Hardware stores were selling out of snow shovels, backup generators and ice-melting salt. Grocery stores doing all they could to keep supplied with the staples.

"Milk, bread, toilet paper, beer," said Todd Vasel of the St. Louis-based grocery chain Dierbergs, who said pre-storm crowds were more than double the norm. "It's been the equivalent of Christmas Eve, which is normally one of our biggest days of the year."

The storm brought the potential for some strange happenings — thundersnow, lightning, even tornadoes. Forecasters said some regions could get up to 2 inches of snow per hour through parts of Tuesday night and Wednesday morning. Blizzard warnings were in effect in much of the Midwest. Kansas City, St. Louis and Milwaukee all seemed in line for a foot of snow or more. Even Chicago, where snow is common, could be in for its third-worst blizzard since record-keeping began, with up to 20 inches forecast.

After burying the Midwest, the storm was expected to sweep into the Northeast, parts of which already are on track for record snowfall this winter. A winter storm warning was in effect for New York City, with forecasters predicting a mix of snow, sleet and ice. Federal workers in Washington were given the option of working from home because roads on Tuesday were already slippery.

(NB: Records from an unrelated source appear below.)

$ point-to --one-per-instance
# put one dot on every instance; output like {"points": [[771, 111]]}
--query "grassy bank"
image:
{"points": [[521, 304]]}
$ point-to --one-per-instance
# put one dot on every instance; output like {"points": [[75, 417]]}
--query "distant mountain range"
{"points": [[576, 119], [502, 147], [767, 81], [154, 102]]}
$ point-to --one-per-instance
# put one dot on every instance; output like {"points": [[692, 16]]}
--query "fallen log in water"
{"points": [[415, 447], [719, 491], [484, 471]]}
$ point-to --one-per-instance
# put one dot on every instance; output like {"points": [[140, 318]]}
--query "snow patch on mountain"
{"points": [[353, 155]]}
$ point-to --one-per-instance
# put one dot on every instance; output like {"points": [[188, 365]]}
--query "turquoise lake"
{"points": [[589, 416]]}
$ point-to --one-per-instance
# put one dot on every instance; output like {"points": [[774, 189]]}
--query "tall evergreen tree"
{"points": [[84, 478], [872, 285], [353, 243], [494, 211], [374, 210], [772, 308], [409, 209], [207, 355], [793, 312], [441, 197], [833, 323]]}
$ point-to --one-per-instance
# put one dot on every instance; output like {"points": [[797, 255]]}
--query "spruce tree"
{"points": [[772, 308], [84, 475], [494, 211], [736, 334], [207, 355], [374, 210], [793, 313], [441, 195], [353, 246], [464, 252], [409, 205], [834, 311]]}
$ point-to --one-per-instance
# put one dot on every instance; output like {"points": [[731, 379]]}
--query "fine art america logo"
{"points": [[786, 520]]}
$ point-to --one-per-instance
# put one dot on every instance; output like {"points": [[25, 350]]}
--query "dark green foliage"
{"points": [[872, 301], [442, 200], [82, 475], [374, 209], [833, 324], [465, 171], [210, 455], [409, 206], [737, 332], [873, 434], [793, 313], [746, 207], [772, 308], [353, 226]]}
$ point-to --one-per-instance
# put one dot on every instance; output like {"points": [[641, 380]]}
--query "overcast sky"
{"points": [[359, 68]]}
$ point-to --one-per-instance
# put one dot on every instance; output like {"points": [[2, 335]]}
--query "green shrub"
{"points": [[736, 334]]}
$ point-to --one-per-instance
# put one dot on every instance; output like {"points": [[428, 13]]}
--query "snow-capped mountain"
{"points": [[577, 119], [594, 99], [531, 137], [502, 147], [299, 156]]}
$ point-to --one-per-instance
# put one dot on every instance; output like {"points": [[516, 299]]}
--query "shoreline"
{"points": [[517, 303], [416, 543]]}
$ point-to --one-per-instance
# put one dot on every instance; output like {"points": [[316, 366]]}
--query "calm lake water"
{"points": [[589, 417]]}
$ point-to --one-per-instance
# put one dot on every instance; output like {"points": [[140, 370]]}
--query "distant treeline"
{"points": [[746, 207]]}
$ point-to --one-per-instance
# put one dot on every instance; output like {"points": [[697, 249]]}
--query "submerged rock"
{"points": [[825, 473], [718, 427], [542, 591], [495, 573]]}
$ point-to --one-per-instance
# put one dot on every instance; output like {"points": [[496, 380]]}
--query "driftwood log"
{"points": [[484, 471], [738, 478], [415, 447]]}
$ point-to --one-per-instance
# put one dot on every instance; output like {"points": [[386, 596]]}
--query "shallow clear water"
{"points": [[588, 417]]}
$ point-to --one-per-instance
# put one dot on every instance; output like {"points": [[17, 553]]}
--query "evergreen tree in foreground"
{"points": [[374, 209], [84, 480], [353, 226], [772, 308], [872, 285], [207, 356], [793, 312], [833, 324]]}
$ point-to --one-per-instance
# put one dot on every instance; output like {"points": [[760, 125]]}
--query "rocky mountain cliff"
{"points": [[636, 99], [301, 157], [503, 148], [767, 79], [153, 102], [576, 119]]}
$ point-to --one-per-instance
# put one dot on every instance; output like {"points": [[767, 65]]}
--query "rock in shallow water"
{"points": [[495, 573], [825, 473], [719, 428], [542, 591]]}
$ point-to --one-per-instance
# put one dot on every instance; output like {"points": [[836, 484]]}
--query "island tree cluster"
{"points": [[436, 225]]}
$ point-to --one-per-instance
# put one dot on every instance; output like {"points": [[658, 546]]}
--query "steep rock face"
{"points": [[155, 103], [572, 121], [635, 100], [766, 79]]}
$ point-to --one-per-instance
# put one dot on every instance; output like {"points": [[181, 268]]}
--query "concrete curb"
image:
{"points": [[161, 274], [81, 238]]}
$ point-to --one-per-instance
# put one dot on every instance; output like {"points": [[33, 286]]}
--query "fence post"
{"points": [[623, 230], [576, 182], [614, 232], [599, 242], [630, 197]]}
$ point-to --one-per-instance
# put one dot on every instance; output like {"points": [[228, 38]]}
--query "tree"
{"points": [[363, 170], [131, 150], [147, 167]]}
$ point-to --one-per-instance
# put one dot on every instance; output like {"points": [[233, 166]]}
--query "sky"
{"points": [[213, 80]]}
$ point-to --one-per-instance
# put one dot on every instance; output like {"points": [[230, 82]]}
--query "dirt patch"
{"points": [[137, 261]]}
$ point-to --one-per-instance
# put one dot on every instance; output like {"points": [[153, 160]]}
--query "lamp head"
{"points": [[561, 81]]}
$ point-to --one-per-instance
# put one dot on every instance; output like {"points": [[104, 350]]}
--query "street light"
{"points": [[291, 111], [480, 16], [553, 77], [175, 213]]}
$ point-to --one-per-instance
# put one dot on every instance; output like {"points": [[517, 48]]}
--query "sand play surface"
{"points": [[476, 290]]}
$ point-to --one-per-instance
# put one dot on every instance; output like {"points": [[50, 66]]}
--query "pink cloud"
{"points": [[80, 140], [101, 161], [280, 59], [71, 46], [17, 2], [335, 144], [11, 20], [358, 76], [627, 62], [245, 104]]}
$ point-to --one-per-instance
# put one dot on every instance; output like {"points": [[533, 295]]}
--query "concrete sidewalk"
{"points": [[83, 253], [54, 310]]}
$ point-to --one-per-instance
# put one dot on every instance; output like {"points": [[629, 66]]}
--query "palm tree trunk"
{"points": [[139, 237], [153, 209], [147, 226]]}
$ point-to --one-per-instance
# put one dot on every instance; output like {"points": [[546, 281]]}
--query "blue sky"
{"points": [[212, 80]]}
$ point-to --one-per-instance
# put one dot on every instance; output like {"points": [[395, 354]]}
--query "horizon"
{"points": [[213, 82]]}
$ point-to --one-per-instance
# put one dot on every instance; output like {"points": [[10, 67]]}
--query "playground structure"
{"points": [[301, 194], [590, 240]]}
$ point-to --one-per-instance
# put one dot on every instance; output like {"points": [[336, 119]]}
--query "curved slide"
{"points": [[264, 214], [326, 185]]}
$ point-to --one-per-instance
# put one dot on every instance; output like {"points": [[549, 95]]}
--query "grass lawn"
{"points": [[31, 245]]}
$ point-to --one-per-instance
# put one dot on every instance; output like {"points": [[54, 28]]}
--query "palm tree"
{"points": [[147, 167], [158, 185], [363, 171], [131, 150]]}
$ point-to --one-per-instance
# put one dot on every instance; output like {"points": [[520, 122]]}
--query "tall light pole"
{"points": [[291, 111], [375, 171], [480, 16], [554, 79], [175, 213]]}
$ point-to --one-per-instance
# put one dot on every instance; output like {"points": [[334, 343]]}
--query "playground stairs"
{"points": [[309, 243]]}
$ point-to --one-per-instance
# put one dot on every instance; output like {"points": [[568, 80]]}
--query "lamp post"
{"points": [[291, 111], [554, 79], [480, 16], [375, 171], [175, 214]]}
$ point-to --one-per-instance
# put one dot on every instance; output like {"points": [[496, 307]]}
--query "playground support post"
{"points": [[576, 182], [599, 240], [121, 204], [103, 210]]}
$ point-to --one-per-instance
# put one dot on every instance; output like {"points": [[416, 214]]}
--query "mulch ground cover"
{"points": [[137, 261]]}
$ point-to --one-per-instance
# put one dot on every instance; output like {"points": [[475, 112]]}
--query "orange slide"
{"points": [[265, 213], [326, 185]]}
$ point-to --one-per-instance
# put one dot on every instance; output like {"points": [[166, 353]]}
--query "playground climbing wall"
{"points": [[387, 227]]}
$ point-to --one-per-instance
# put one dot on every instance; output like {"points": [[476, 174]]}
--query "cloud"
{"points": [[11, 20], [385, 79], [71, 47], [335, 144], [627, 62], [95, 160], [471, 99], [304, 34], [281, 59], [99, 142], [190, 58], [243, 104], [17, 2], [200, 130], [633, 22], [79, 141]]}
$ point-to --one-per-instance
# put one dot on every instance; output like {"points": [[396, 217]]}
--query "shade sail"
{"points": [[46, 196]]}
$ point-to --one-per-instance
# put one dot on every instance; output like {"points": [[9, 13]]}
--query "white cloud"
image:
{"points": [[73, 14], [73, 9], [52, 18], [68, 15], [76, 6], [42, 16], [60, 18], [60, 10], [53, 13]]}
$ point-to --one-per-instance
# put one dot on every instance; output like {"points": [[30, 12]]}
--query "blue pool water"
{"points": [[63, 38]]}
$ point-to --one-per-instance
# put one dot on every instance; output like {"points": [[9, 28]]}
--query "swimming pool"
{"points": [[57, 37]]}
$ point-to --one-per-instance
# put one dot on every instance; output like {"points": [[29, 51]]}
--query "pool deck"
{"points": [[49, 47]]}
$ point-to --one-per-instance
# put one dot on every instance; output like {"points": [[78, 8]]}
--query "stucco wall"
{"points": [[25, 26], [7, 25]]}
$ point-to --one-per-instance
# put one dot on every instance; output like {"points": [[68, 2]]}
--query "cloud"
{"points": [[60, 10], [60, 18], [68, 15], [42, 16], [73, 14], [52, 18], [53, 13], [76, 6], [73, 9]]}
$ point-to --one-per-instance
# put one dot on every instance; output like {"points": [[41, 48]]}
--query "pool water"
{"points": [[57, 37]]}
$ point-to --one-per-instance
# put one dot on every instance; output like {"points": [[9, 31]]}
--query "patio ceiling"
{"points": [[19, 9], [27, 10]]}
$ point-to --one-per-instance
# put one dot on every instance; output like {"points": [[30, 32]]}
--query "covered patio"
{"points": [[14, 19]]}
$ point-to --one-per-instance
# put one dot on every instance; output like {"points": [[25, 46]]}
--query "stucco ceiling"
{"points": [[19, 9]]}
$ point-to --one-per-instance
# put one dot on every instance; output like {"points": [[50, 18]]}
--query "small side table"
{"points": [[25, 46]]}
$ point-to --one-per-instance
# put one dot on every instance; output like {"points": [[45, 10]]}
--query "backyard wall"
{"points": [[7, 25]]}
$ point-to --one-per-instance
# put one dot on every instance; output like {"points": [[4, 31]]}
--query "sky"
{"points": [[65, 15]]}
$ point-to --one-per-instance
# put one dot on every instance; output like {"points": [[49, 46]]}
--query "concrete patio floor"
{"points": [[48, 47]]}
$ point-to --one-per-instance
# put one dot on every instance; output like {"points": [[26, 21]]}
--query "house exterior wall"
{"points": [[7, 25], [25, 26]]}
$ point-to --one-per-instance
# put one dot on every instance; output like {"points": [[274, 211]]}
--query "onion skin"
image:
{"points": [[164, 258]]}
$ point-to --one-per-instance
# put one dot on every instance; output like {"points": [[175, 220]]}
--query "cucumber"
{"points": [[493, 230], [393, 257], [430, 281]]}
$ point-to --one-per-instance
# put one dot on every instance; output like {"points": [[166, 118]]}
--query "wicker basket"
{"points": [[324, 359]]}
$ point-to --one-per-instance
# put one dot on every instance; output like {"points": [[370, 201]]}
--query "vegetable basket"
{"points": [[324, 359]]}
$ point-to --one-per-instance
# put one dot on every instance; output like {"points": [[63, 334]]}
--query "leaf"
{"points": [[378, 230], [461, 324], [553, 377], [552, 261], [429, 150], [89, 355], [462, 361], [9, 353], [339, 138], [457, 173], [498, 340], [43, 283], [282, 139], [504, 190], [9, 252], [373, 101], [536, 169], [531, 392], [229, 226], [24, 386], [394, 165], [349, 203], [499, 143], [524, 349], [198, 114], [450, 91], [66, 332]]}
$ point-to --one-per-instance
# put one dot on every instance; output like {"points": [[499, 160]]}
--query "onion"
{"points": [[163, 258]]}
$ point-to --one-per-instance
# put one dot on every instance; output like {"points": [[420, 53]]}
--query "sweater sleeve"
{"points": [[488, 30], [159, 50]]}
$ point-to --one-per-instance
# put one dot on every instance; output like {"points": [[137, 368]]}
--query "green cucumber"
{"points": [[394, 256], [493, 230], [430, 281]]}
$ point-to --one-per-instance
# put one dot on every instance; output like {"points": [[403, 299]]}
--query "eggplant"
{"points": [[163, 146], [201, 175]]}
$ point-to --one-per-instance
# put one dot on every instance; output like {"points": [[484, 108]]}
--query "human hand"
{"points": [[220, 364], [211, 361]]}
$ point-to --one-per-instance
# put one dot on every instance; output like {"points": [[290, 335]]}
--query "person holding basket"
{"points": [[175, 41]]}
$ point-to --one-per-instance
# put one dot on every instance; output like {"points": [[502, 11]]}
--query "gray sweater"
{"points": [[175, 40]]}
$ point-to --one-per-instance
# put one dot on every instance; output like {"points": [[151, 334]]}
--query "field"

When the snow finally ends, bitter cold will set in. Temperatures in some parts of the Midwest will dip well below zero. Gusty winds will blow all of that snow. Visibility will be virtually zero at times.

In Chicago, the National Weather Service warned that high winds with gusts of up to 60 mph could produce waves on Lake Michigan of up to 25 feet, leading to considerable coastal flooding and freezing spray, particularly along the main city thoroughfare of Lake Shore Drive.

School districts, universities and legislatures closed; airlines canceled thousands of flights. Dallas-Fort Worth International Airport closed due to an ice storm.

Governors in Kansas, Oklahoma, Missouri and Illinois declared emergencies, even as the storm was just arriving. Missouri Gov. Jay Nixon activated 600 members of the National Guard.

Warming centers were set up around Missouri in anticipation of power outages. St. Louis officials were proactively calling needy residents to check on their well-being and set up extra beds for the homeless.

The Illinois Legislature canceled sessions for the entire week because of expected travel problems.

Drivers were already sliding off slick roads even before the worst of the storm had arrived, with deadly accidents reported in Minnesota and Kansas.

It wasn't just people getting ready for the weather. The Humane Society of Missouri urged people to bring pets inside. Farmers and ranchers prepared livestock.

Kevin Hafner, who works for Express Ranches' operation in El Reno, Okla., said workers prepared enough feed to last their animals for 48 hours. Workers were preparing to chop ice on ponds so the cattle will have adequate water.

"They are tough enough to handle it," Hafner said of the cattle. "They've got a good hair coat this year, but we have to have enough feed to give them energy to keep going."

With the storm expected to affect a huge swath of the country, the National Weather Service suggested any Green Bay Packers fans planning to drive from Wisconsin to Dallas for the Super Bowl avoid leaving before Wednesday afternoon, when authorities hope to have cleaned up the worst of the mess along the route.

"As long as I have 18 hours, I'm going to get there," said 68-year-old Don Zuidmulder, who planned to fly out on Thursday. "I'll crawl if I have to."

If the forecasts for Chicago hold true, it would be the city's third-biggest snowstorm, overshadowed only by the 21.6 inches in 1999 and the mother of all Chicago snowstorms, the 23 inches of snow that fell in 1967.